Brickcoat, Vaigro said, is designed to look like brick.
"The trouble is when we put it on, people don't look for us anymore," he said. "They look for a bricklayer. That's how close it is."
Lately, Vaigro's work has been appearing on gentrified homes in areas such as Fells Point.
Many times the Brickcoat is for long-term residents who can't afford to repoint or rebrick homes that have been deteriorating under the Formstone.
For years Geraldine Stylc, 53, of Hull Street in Locust Point has been saving to get her beloved but cracked Formstone removed. In its place would go Vaigro's Brickcoat.
Stylc was around when Formstone fever swept through her neighborhood. Only a few homes kept a local "striper" in the business of painting bricks.
"In the mid-1950s it was, 'Oh so and so is getting Formstone,' and you'd go down there and watch them slap it on," she said.
The last time she saw someone getting Formstone in her neighborhood was 15 years ago -- a woman had her back wall done -- and even then it was an oddity.
Then, on Fort Avenue she saw two older workers setting up as if they were about to do Formstone but instead put up fake brick.

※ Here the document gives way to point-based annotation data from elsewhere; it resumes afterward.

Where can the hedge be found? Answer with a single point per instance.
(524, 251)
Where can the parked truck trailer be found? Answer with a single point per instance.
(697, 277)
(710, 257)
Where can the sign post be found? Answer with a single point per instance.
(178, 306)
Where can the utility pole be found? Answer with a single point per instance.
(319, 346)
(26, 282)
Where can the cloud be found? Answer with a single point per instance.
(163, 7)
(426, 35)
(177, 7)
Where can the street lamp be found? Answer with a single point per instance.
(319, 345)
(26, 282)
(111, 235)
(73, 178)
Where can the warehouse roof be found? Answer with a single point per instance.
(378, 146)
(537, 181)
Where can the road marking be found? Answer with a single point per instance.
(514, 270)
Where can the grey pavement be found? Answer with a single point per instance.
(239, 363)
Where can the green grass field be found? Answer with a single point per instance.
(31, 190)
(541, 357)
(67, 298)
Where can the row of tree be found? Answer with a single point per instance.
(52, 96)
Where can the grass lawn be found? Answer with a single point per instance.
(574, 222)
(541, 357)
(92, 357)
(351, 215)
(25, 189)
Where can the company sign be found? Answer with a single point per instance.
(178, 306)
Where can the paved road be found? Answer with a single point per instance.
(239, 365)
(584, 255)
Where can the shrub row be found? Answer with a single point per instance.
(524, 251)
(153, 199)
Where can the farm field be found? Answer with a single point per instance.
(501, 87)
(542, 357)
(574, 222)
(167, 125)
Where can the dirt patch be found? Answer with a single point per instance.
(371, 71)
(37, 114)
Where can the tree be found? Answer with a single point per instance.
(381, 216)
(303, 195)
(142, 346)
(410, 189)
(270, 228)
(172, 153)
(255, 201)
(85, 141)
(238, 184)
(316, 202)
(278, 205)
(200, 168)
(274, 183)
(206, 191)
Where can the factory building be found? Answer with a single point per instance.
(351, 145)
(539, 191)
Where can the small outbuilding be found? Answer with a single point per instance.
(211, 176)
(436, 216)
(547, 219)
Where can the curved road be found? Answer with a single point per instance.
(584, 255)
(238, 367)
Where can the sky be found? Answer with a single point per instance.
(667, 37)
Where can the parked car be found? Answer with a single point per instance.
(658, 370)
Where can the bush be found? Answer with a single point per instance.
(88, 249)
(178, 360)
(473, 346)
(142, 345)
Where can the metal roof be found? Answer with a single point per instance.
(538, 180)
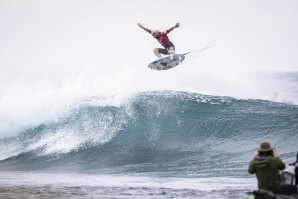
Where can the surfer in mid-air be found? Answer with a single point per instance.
(163, 39)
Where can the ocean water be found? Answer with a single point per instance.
(157, 144)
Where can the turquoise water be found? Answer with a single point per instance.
(155, 144)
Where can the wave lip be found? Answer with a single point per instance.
(169, 132)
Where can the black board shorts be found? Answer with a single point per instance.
(165, 51)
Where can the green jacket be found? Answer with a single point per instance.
(267, 171)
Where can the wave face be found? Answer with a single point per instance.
(169, 133)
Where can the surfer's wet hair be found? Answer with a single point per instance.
(154, 31)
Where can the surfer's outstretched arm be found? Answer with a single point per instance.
(172, 28)
(146, 29)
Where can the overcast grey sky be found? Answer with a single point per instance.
(69, 34)
(55, 51)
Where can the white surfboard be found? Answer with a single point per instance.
(168, 62)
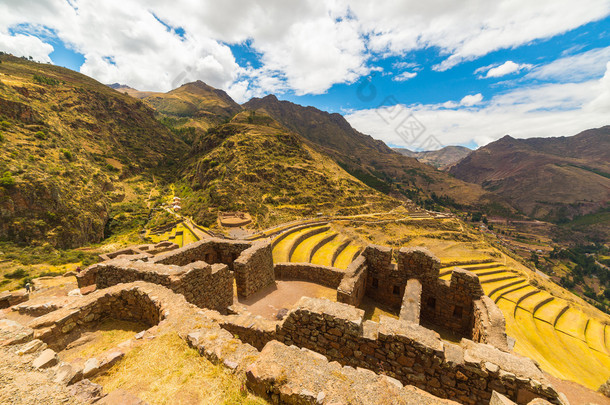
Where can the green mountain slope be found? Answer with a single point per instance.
(372, 160)
(442, 159)
(549, 178)
(254, 164)
(68, 146)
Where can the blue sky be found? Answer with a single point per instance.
(466, 75)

"I couldn't believe how nice it looked and I kept my eye on that house through the years and it stayed beautiful," she said.
For her, Brickcoat was the obvious choice.
As she watched her Formstone come tumbling down, she pointed to the irony of trading one faux stone for another. "It's the sign of the times," she said. "They used to be called rowhouses, now they're town homes."
In the middle of the heat wave, Vaigro was getting ready to climb high on the scaffolding. Stylc had left him a pitcher of water in the doorway. Behind him on the Formstone street, he recognized one of the homes he did 20 years ago. A few houses up was his Brickcoat work that he'd done more recently.
Two men came out of a corner bar and watched him. One, Tom Bloom, had two homes done in Brickcoat.
"It's an art," Bloom said as he admired Vaigro's work.